Fossil of Flying Dino-Age Reptile Found
Scientists say they've discovered the fossilized bones of a new type of pterosaur, a flying dinosaur-age reptile, which lived about 68 million years ago and had a wingspan of nearly 10 feet (3-meters).
The skeletal bits of the mid-sized pterosaur were found in Sebeş-Glod in Romania's Transylvanian Basin, famous for its rich array of Late Cretaceous fossils, including crocodylomorphs (ancient relatives of crocodiles), mammals, turtles and dinosaurs like the dwarf sauropod Magyarosaurus dacus and the dromaeosaur Balaur. Scientists dubbed the new reptile Eurazhdarcho langendorfensis and say it belonged to a group of pterosaurs called the azhdarchids.
Pterosaurs lived among the dinosaurs and became extinct about the same time, but they were not dinosaurs. They are sometimes wrongly called pterodactyls, which actually just describes the first genus of pterosaur discovered by scientists in the 18th century. Small pterosaurs developed during the Triassic Period, about 230 to 200 million years ago. Later, during the Jurassic and Cretaceous periods, more advanced forms of the flying reptiles, like azhdarchids, started evolving.
"These were long-necked, long-beaked pterosaurs whose wings were strongly adapted for a soaring lifestyle," researcher Darren Naish, a paleontologist from the U.K.'s University of Southampton, said in a statement. "Several features of their wing and hind limb bones show that they could fold their wings up and walk on all fours when needed."
The wingspan of Eurazhdarcho indicates it would have been "large, but not gigantic" compared to some of its cousins, Naish said. (The researchers pointed to the example of the giant azhdarchid, Hatzegopteryx thambema, whose bones found in the Romanian town of Haţeg show that its wings would have stretched out 36 feet, or 11 meters, during flight.) The discovery brings new evidence to the debate about how azhdarchids lived, the scientists say.

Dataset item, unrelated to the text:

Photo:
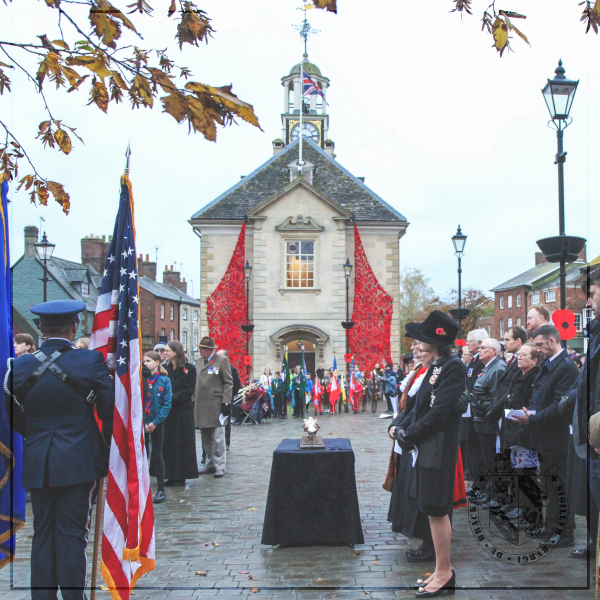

"It has been suggested that they grabbed prey from the water while in flight, that they patrolled wetlands and hunted in a heron or stork-like fashion, or that they were like gigantic sandpipers, hunting by pushing their long bills into mud," Gareth Dyke, a paleontologist from the National Oceanography Centre Southampton, said in a statement.
The newly found fossil was uncovered alongside dinosaurs and other terrestrial animals, suggesting that azhdarchids stalked small animal prey in woodlands, plains and scrublands rather than in coastal habitats.
"Eurazhdarcho supports this view of azhdarchids, since these fossils come from an inland, continental environment where there were forests and plains as well as large, meandering rivers and swampy regions," Dyke said.
The findings were detailed online Jan. 30 in the journal PLOS ONE.